First, because we can compare Oil Cav with Oil Infantry: the 'cav' is a better unit with regard to mobility and combat factor for the same resource. Guess which one will not be built by anyone watching his Resource requirements?
Also, the requirement is a Fantasy element, and a completely unneccessary one: Taking World War Two and the immediate aftermath (1935 to 1955, roughly) as the relevant equivalent period to Tanks and Infantry, only the USA and Great Britain had completely motorized infantry forces: everybody else used horse-drawn transport for most of their infantry/rifle divisions (German, Italian and Japanese as well as Soviet armies) and even when infantry divisions were motorized, as in the German Army for a tiny fraction of all their infantry, those divisions required less than half the fuel that a panzer division did (in 1941, 220 cubic meters/fill versus 100 cubic meters). Infantry should be the Default unit, which it was in all 'modern' armies ever since before the Napoleonic Wars.

On the other hand, assuming that Contemporary Warfare is all about air power is exactly right, but only if increasing amounts of 'air power' - drones, cruise missiles, satellite comm and recon - are available directly to the ground units. Since Vietnam, the smallest infantry/armor unit could potentially communicate directly with other military assets half a world away, and today an infantry company (well below in-game unit sizes in the Atomic or Information Eras) can be supported by armed drones, aerial reconnaissance vehicles, and satellite communications and recon assets. That is the current and future military trend, not Giant Death Robots.

Finally, 1UPT adds lots of fun tactical interactions that weren't available in the previous Civ Stacks of Doom, but are far, far better represented and modeled in Humankind's tactical battle layout. 1UPT results in battles that are ridiculously out of time and distance scale in the game: beating a single Barbarian Sparman can take 160 years in the Ancient Era, and a battle involving 5 - 8 units on a side can stretch from city to city, whereas all that on a well-designed Tactical Battlefield layout can be done in one turn, on one tile.
 
All melee line units require a resource after the warrior (iron for sword and man at arms, niter for musketeer and line infantry, oil for infantry and mech infantry). It seems to be a deliberate design choice - they heaviest infantry unit require a resource, where the anticav, ranged and scout line don't. Oil may not be ideal for infantry, but limiting the number of infantry you can have via resource seems to be deliberate design, so another resource would probably need found instead.

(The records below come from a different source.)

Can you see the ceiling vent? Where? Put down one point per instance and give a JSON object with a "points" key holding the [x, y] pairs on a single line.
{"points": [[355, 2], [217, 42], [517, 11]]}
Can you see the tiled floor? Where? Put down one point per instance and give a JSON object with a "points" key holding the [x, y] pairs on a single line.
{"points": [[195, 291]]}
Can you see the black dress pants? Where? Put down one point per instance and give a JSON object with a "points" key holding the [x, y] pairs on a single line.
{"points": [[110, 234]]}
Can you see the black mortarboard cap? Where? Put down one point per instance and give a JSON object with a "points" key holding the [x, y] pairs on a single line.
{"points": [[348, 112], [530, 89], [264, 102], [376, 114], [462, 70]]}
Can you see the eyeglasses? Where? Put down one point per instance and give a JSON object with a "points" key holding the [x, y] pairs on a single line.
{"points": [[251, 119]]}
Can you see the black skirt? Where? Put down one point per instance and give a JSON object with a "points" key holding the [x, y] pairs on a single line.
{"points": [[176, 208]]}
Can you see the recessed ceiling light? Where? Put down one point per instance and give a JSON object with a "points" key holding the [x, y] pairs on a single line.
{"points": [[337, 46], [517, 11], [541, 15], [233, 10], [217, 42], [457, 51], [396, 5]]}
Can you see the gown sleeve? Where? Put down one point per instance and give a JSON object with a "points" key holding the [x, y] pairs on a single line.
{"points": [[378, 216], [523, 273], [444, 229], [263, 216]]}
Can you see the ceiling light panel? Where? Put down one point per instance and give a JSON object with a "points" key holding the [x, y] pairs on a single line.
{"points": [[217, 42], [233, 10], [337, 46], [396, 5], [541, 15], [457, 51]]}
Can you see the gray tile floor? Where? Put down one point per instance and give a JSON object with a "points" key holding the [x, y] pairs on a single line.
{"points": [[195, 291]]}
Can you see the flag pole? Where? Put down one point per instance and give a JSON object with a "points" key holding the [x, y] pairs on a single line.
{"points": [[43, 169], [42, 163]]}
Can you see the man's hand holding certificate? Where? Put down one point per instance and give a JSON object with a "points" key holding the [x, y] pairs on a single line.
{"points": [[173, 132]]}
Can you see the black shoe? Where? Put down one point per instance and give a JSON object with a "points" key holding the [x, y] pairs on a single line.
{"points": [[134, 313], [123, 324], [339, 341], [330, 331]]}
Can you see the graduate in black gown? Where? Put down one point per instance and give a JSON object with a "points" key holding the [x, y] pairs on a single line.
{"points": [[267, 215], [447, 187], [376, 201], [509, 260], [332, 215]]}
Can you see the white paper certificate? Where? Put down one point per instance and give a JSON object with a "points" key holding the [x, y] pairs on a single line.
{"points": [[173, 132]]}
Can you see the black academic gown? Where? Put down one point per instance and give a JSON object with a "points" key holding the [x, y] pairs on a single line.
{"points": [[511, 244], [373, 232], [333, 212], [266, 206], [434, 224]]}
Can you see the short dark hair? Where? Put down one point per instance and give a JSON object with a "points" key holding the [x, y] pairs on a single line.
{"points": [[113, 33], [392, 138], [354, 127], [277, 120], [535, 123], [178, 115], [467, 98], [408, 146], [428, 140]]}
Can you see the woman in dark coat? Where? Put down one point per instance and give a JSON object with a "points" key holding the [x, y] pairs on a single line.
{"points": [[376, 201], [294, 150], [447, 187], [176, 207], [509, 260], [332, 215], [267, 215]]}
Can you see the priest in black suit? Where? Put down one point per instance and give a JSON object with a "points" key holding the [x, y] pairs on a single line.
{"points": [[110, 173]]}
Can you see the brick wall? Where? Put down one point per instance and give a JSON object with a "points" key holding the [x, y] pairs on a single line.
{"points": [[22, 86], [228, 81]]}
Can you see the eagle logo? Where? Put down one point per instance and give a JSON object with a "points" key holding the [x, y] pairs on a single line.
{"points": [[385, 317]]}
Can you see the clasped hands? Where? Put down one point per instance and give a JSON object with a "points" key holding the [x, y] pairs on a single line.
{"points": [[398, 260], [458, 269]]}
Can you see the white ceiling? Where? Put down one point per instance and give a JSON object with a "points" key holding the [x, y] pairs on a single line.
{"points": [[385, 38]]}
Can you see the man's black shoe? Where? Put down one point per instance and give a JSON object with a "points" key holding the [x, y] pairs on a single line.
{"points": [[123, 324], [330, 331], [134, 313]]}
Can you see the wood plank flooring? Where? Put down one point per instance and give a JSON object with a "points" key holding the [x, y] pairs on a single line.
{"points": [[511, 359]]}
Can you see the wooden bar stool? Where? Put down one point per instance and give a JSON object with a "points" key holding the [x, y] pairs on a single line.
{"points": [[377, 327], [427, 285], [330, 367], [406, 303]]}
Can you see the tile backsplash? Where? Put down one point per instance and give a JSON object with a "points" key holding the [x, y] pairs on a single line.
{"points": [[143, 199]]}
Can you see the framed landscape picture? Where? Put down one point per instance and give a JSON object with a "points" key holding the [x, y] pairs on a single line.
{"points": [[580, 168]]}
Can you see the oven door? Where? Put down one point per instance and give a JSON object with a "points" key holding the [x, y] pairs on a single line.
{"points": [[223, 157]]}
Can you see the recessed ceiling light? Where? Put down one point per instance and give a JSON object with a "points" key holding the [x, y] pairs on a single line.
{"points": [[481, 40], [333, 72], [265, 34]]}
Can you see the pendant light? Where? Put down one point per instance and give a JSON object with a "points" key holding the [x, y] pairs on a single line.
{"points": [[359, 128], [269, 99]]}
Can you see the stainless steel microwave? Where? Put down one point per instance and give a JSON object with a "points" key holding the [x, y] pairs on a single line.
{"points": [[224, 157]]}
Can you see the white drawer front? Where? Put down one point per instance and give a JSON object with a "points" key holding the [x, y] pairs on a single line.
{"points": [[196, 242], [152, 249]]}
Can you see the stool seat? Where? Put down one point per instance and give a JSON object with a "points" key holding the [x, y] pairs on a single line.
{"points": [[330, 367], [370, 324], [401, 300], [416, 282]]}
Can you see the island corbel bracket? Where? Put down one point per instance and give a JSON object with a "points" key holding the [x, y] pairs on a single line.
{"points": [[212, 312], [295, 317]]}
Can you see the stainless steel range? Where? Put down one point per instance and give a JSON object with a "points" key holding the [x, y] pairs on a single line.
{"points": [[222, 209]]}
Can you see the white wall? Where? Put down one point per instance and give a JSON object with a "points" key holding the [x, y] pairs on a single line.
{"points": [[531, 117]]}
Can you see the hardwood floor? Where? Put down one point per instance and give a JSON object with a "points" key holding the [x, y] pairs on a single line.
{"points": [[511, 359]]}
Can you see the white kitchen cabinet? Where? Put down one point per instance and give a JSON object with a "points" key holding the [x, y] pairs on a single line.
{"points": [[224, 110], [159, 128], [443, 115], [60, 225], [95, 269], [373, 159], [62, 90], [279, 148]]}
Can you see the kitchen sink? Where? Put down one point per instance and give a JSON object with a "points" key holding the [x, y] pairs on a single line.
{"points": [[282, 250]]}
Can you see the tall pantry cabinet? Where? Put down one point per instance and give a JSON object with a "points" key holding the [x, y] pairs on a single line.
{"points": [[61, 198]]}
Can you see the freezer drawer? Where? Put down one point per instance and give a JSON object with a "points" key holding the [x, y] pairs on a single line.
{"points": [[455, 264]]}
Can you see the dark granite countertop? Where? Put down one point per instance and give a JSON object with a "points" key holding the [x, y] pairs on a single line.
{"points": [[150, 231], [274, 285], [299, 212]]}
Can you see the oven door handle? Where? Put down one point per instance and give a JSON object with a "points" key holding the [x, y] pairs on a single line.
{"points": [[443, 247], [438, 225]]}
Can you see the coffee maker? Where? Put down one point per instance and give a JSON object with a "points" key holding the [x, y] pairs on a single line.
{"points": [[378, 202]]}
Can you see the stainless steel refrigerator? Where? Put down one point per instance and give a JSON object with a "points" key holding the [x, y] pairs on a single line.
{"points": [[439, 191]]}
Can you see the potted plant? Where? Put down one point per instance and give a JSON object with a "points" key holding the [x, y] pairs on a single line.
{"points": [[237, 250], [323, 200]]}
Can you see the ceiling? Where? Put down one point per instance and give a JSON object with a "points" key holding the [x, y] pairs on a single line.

Arguably, the problem is that heavy cav, at least after the heavy chariot, should require two resources (horse/iron for knights, horse/niter for cuirassier, oil and...something (coal I think, to represent steel production) then oil/aluminium), not one, to make it even more prohibitive to maintain in large amounts, but I don't know if the game can handle that.
The problem isn't the resource requirement to build, it's the maintenance. No other melee unit requires strategic maintenance, and oil isn't particularly common. If it were just 1 oil to build, I'd be fine with it. The fact that I have to support infantry, cavalry, ships and power stations from oil which can only support three units per source...that's burdensome. I generally just skip that era and just wait for GDRs instead. Still has strategic maintenance, but one unit does everything and it only shares resources with power stations, if I build them.